Nie czuł nawet wyrzutów sumienia. Po pierwsze był zbyt pijany i półprzytomny, a po wtóre miał jeszcze w uszach jej uwagi o „służbowym" wyjeździe Cindy. Jak tu na nią czekać, skoro włóczy się po Włoszech z dawnym narzeczonym! Gina wślizgnęła się najpierw na sam koniec łóżka i powoli posuwała się w górę, szukając drogi palcami pod jego płaszczem kąpielowym. Demonstrowała umiejętności, o jakich dotychczas tylko marzył, aż wśród pieszczot poczuł ból.
Jęknął kuląc się w sobie.
– Hej, co jest? – uśmiechnęła się namiętnie, unosząc głowę spomiędzy jego ud. – Tak ma być, rozkosz i ból.
– Ale boli.
– Odpręż się. – Ściągnęła zeń szlafrok, objęła nogami i wspięła się na niego. Był podniecony do granic wytrzymałości. Ona tymczasem ledwo go dotykała. Drażniła raczej, kusiła, zadawała rozkoszne tortury. Ustami błądziła po piersiach, ciągnąc zębami za włosy. Znów jęknął z bólu, ale zamknęła mu usta pocałunkiem. Jak błyskawica przemknęła mu przez głowę myśl, że od dawna nie kochał się z nikim innym, tylko z Cindy. To zaś, co działo się teraz, było szaleństwem.
– Powiedz mi – wyszeptała Gina, delikatnie dotykając ustami ucha – co byś chciał.

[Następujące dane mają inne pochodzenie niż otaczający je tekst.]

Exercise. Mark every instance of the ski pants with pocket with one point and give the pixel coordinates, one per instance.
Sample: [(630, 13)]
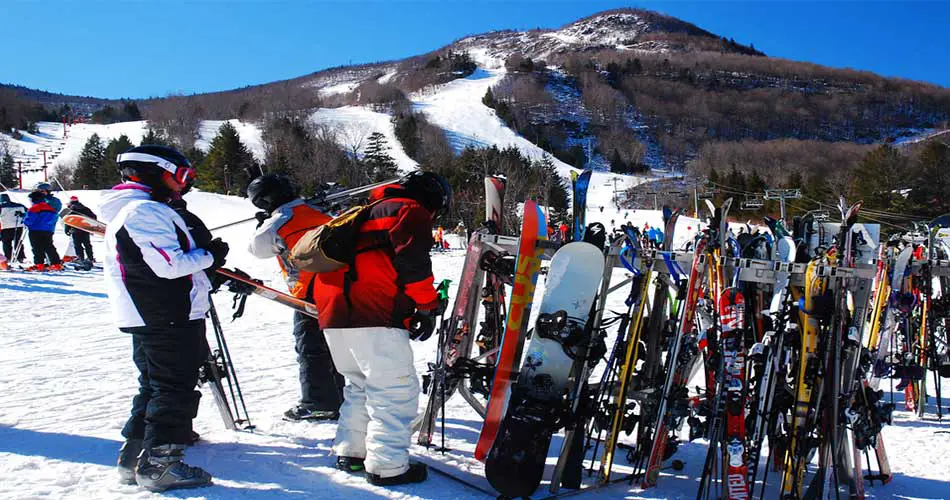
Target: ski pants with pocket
[(381, 398), (321, 387), (82, 245), (43, 249), (11, 236), (168, 359)]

– Ciebie – odparł z równą namiętnością.
Ona tymczasem błądziła palcami po jego ciele, coraz bardziej go podniecając.
– Ale naprawdę, co chciałbyś, żebym zrobiła? – szeptała.

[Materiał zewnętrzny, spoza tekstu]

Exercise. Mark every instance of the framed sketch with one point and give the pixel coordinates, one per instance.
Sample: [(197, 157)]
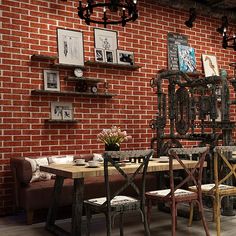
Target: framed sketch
[(70, 47), (99, 55), (61, 111), (110, 56), (105, 39), (125, 57), (51, 80), (210, 65), (187, 60), (67, 114)]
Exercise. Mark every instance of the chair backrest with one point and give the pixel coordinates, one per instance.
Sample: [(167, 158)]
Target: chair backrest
[(193, 175), (110, 160), (224, 164)]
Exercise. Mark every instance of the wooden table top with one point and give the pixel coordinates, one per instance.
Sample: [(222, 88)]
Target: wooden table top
[(74, 172)]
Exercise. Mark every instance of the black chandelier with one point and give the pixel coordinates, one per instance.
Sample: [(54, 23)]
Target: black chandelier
[(125, 9), (229, 39)]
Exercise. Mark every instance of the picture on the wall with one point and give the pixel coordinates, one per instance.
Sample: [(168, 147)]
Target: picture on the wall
[(210, 65), (110, 56), (125, 57), (187, 60), (51, 80), (70, 47), (105, 39), (99, 55), (61, 111)]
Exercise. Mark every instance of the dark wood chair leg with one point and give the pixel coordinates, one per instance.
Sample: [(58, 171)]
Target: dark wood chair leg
[(88, 220), (29, 217), (200, 204)]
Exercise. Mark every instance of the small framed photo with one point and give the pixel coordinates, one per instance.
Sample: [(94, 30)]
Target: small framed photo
[(105, 39), (110, 56), (99, 55), (187, 60), (70, 47), (67, 114), (125, 57), (210, 65), (51, 80), (61, 111)]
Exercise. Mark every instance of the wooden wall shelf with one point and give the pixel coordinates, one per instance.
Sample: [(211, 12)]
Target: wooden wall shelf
[(65, 93), (112, 65)]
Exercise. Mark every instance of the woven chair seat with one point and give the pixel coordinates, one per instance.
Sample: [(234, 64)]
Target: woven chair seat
[(122, 202), (209, 187)]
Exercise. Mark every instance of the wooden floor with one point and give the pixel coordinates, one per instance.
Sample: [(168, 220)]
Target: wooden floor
[(160, 226)]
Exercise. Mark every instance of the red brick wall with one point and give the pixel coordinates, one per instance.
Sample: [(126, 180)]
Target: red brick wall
[(29, 27)]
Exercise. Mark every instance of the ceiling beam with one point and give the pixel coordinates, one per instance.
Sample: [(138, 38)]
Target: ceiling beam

– Chcę już wejść w ciebie.
Rozbawił ją eufemizm. Zmierzyła go wzrokiem.
– A ja chcę, żebyś mnie wypieprzył! – wykrzyknęła z ogniem w oczach. Wtuliła się w niego, przewróciła i teraz on znalazł się na górze. Wszedł w nią z całej siły, jakby chciał zrzucić z siebie miesiąc frustracji, porażek i złości, chłonął jej jęki rozkoszy, nawet nie czuł, jak jej długie paznokcie orzą mu skórę na plecach.
Nagle zmroziło go.
– Słyszałaś? – spytał, nieruchomiejąc w ułamku sekundy.
– Co? – uśmiech zadowolenia błądził jej na ustach.
– Stukanie.
– To tylko łóżko tłucze o ścianę – próbowała zbyć sprawę.
– Nie, to na dole.
– Daj spokój! – zezłościła się. – Nie wygłupiaj się.